An easy way to select a break is to hash the key of the last entry written to get a known average number of entries. These breaks depend only on keys. So, unless the minimal size interferes, two metaranges will always share breaks — and will share a range file if their contents between the breaks are shared.
Dynamics: how does this behave?
As an example, consider a repository (a lake) organized under two prefixes, input/ and output/. Data enters the system through branch ingest. An input process adds files to this branch under a sorted prefix input/YYYY/MM/DD/hh:mm/, and once an hour these files are committed and eventually merged into main. In this case just reusing the existing ranges during a commit is enough to give excellent reuse.
When committing at, say, 2021-04-26T03:00:00 we expect normally to see no files earlier than 2021-04-26T02:00:00. So all ranges whose max key is before input/2021/04/26/02:00 do not change — they will be reused. If there are newly added keys after 02:00 and before 03:00, that range might be rewritten — so every key-value pair should end up in only 1 or 2 range files.

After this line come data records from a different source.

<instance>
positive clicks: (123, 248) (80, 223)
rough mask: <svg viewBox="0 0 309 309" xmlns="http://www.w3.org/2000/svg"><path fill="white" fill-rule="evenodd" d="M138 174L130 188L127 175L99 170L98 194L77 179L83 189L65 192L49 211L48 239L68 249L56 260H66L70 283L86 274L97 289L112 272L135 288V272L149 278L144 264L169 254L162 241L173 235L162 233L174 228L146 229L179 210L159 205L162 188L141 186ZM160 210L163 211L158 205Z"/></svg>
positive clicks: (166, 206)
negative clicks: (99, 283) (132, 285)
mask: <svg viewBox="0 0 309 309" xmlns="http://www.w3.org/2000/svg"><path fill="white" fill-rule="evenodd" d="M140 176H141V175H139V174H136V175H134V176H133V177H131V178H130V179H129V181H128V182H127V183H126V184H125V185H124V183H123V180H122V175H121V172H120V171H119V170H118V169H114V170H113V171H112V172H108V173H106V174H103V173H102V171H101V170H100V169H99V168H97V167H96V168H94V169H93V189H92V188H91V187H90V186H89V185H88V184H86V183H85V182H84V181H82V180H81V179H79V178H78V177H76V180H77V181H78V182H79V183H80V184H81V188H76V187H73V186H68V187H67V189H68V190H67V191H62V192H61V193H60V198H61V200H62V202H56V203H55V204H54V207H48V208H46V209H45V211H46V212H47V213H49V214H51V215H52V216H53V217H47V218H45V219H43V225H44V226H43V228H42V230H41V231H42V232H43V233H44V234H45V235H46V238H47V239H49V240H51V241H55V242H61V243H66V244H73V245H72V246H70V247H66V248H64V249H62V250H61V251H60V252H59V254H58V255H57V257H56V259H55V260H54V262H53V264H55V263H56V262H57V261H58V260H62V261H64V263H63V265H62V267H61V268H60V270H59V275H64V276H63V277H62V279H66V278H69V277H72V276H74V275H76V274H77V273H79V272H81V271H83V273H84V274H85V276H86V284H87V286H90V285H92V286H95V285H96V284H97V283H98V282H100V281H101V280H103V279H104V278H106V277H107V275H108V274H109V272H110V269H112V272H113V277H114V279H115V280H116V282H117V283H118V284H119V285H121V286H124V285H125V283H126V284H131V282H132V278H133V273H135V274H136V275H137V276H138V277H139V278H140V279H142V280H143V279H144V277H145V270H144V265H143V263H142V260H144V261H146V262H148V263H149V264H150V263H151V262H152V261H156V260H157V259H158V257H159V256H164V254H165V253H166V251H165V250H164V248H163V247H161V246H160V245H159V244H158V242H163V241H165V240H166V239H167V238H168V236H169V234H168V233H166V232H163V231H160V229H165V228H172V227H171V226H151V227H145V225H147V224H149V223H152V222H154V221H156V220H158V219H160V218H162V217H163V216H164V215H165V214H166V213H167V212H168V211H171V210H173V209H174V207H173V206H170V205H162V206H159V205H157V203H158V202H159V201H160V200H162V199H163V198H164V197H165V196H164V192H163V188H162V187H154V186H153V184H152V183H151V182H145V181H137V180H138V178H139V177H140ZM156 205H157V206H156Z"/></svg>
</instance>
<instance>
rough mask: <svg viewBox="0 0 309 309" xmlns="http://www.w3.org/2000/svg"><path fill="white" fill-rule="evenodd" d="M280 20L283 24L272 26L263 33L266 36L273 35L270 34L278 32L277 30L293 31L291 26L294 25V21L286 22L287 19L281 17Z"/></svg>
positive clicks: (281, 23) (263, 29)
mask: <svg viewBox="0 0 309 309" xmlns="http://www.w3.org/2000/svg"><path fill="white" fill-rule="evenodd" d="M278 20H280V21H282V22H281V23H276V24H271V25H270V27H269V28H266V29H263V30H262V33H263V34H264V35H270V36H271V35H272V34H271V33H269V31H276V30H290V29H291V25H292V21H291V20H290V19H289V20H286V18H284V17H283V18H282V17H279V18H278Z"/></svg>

With this branch and commit behaviour, merging does not need to create any new ranges, either. So in total we still expect to see only one or two ranges for every hour. Some of these ranges will be small — if and when this becomes an issue, we will have to add an (offline) packer for range files.
Hash-based breaks can make a difference for merges between branches that add mostly the same files with the same contents. For instance, suppose we create nearly the same files on 2 different branches in multiple commits, but the commits on the branches add different files each time. Now we merge them. If we break only based on max range sizes, no ranges will match; the merge will need to generate almost all new ranges. But with hash-based breaks ranges will tend to end at the same key. Range endpoints on the 2 branches will often coincide — so some ranges will be shared.
Picking parameter values
min_size and max_size have simple units — bytes. Hashing is determined by a hash function — any function will do, with possible preference to a repo-specific random (or universal) hashing function. And if we only need to control average range size then min_size=0 is a reasonable choice.
The remaining parameter — “raggedness”, or average number of entries beyond min_size — has understandable units, but is harder to tune without knowing the average size of an entry in a range.
Assuming hash function behaviour is indistinguishable from random, expect the size of ranges to follow a geometric distribution trimmed to be between min_size and max_size.
In practice we ship with min_size=0, max_size=20MiB, raggedness=50_000 (entries). E.g. if entries have average size 400 bytes (paths of around 300 bytes, depending on various prefix lengths), then around 65% of ranges will be cut before they reach 20MiB.
The current implementation is simple and understandable. In future we may tweak the heuristic, possibly by learning properties of the keyspace. Further ahead, abandoning one-pass processing offers many possibilities for provably optimal strategies — current splitting is a greedy approximation of some optimization problem.
This framework for ‘Concrete Graveler’ offers many knobs for improvement. However it is entirely possible that the current solution is good enough for practical purposes.